As the pandemic ebbs, rents could increase noticeably in the cities where telecommuters relocate, he predicts. Salt Lake City, Reno, Denver, and Austin are all on Georgiades' radar as places that could see noticeable rent increases in the next year. Apartment List's data shows that rents in Nashville and Phoenix have increased by over 2% in the last year.

An influx of telecommuters could raise rents

An influx of highly-paid tech workers — many of whom are likely to be renters-by-choice with lots of disposable income — could drive up rents and displace longtime residents, especially if those workers arrive too quickly, warns Chris Salviati, a housing economist at Apartment List. A particularly extreme example of this is dynamic is Boise, Idaho, where the growth of the local tech sector has improved some quality of life indicators, but has also increased housing costs and traffic congestion. The problems are likely to get worse if the local population increases as quickly as the state government predicts.

"A large immediate influx of kind of highly paid workers in a market that previously wasn't attracting any attention from these folks ... could definitely create affordability concerns," says Salviati. "My sense would be that this is going to be probably a slower thing that will play out more gradually."

The arrival of highly paid workers could also spur economic development as smaller cities or towns try to cater to their needs. "If these folks are moving in from big cities where they're used to having access to all sorts of neighborhood amenities — like having the choice of five different cafes to go work from within a two block radius — and now you're moving to a much smaller town but you have a demand for these sorts of local amenities, then that maybe creates a kind of opportunity for various small businesses to pop up to support these workers," says Salviati.

You're moving to a much smaller town but you have a demand for these sorts of local amenities, then that maybe creates a kind of opportunity for various small businesses to pop up.
Christopher Salviati
Housing Economist, Apartment List

Since tech workers aren't likely to move to just one place, Salviati expects that the impact on affordability will be spread out.

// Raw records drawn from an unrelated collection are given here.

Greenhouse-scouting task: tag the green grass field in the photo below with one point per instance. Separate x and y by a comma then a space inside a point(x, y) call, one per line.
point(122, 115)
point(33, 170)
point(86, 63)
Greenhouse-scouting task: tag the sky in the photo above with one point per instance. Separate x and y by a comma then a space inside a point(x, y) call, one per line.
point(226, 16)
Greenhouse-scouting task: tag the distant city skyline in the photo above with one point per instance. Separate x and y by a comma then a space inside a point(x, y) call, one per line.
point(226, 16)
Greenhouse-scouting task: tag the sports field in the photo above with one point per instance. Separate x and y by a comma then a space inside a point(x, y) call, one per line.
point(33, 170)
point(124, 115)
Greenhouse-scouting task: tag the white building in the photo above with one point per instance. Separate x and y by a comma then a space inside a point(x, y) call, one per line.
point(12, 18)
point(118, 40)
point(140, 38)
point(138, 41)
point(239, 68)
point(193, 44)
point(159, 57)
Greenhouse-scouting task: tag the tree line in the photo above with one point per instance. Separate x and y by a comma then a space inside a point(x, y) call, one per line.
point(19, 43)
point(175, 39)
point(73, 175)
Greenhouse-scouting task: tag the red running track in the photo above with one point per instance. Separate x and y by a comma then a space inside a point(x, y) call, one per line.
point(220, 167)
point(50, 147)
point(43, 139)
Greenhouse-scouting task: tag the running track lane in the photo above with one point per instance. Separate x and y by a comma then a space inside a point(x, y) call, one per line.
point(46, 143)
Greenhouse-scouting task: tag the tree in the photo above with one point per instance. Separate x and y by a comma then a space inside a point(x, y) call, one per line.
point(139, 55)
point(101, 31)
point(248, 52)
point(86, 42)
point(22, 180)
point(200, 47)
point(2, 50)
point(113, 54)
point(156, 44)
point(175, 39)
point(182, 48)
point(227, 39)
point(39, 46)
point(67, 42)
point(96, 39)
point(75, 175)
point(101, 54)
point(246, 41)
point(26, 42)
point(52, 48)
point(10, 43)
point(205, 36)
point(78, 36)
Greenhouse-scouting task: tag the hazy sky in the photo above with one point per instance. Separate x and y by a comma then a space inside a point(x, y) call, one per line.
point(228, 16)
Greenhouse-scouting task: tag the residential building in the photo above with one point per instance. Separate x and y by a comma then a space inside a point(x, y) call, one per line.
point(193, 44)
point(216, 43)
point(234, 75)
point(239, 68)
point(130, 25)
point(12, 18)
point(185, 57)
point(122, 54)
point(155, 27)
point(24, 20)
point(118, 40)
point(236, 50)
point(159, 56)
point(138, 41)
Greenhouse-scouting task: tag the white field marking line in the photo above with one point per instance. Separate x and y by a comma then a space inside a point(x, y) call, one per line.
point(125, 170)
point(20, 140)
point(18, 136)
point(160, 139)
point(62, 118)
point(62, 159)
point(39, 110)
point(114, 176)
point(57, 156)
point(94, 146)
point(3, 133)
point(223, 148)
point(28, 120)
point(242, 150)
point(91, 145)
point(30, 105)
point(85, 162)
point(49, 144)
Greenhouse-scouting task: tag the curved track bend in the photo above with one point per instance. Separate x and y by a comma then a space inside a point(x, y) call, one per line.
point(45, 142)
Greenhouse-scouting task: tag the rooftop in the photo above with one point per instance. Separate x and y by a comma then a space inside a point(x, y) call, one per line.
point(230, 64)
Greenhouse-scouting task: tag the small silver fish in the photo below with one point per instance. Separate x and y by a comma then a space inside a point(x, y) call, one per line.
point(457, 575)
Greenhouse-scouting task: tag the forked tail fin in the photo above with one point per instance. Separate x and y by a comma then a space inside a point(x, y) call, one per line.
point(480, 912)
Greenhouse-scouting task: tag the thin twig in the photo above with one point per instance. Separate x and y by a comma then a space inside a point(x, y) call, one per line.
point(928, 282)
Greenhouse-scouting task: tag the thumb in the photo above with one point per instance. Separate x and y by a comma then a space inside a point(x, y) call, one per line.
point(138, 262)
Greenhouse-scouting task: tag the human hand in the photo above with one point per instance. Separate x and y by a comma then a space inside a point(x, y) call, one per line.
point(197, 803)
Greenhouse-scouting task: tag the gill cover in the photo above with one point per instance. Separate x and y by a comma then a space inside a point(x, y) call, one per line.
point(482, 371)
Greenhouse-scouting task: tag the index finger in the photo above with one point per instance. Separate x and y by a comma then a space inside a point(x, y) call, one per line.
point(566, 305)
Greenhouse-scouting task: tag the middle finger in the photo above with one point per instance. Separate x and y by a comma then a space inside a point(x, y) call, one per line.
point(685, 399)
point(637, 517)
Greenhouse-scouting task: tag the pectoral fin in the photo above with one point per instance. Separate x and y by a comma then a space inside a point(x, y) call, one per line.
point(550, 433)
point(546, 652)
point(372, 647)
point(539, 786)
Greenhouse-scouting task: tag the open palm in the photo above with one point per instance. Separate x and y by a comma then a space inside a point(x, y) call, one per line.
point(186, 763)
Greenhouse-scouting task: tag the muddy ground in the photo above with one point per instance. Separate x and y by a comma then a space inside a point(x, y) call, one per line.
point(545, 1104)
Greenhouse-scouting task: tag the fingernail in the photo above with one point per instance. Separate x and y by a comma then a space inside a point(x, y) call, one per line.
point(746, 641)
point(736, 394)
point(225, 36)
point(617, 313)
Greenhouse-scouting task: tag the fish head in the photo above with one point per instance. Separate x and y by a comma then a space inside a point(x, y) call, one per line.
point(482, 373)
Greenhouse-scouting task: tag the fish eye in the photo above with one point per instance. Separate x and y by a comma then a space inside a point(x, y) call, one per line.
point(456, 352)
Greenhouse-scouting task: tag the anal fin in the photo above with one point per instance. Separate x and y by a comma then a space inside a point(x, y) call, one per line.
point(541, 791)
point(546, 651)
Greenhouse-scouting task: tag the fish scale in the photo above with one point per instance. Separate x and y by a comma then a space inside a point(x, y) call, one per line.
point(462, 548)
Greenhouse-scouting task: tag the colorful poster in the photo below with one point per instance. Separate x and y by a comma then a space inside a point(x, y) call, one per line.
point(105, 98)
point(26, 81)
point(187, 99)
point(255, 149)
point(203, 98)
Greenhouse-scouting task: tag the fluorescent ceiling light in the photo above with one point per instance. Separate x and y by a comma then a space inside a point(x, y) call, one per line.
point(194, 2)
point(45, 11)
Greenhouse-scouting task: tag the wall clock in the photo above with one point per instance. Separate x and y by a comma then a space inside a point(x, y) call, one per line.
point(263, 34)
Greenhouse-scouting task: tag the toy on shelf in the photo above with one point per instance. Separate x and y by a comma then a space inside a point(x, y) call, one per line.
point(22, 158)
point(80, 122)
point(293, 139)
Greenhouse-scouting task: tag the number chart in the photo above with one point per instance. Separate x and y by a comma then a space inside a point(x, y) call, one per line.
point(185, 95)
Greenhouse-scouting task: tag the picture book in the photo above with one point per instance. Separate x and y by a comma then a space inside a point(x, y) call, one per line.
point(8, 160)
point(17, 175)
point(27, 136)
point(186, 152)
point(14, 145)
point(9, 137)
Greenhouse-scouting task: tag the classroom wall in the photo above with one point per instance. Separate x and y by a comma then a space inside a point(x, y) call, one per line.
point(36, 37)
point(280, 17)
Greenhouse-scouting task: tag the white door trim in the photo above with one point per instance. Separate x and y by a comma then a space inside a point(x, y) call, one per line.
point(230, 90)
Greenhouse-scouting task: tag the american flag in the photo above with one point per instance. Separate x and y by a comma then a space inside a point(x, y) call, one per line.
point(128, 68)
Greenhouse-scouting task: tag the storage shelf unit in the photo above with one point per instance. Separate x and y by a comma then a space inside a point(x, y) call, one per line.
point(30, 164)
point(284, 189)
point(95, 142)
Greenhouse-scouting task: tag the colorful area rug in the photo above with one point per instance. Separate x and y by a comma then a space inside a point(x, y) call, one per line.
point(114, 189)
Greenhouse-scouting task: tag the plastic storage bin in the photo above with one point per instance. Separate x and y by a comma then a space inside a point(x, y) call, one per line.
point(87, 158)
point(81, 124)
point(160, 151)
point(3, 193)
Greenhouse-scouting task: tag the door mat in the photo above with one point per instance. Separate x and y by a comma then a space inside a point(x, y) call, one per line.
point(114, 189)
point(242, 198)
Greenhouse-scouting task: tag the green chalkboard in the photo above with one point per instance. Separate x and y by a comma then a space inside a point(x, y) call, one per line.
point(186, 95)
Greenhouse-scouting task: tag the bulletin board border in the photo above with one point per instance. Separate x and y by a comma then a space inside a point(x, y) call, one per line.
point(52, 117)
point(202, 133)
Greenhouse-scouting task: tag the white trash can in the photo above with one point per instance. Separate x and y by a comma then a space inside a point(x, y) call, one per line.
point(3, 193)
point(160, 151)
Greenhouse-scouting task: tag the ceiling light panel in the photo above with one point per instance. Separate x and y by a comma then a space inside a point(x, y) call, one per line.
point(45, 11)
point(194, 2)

Some cities will feel it more acutely than others.

Several areas are already looking to capitalize on the shift to telecommuting. Savannah, Georgia, is the latest city attempting to attract tech workers by offering relocation bonuses. The Savannah Economic Development Authority is offering to reimburse $2,000 in life expenses for 50 tech workers who relocate there before the end of 2020. There are similar programs in Oklahoma and Vermont.

Watch for shifts in home prices

While rents can indicate the start of a shift in the real estate market, it's a decline in sale prices that shows the trend is becoming more permanent. There's no evidence of that happening yet, says Romem.

In fact, sale prices have increased in San Francisco and in several of its surrounding counties over the last year, while the number of homes on the market has declined noticeably, according to data from Zillow.

"I do think that the rental market is much quicker to change and to react to these new situations than the for sale market," says Romem. He believes that even when the pandemic ends, and people return to cities, the sale market will likely take longer to revert to its pre-pandemic state than rent prices will.

"I think the ability of people to move back into these more core urban locations will happen much faster than any corresponding shift in people's decisions about about buying properties," he says.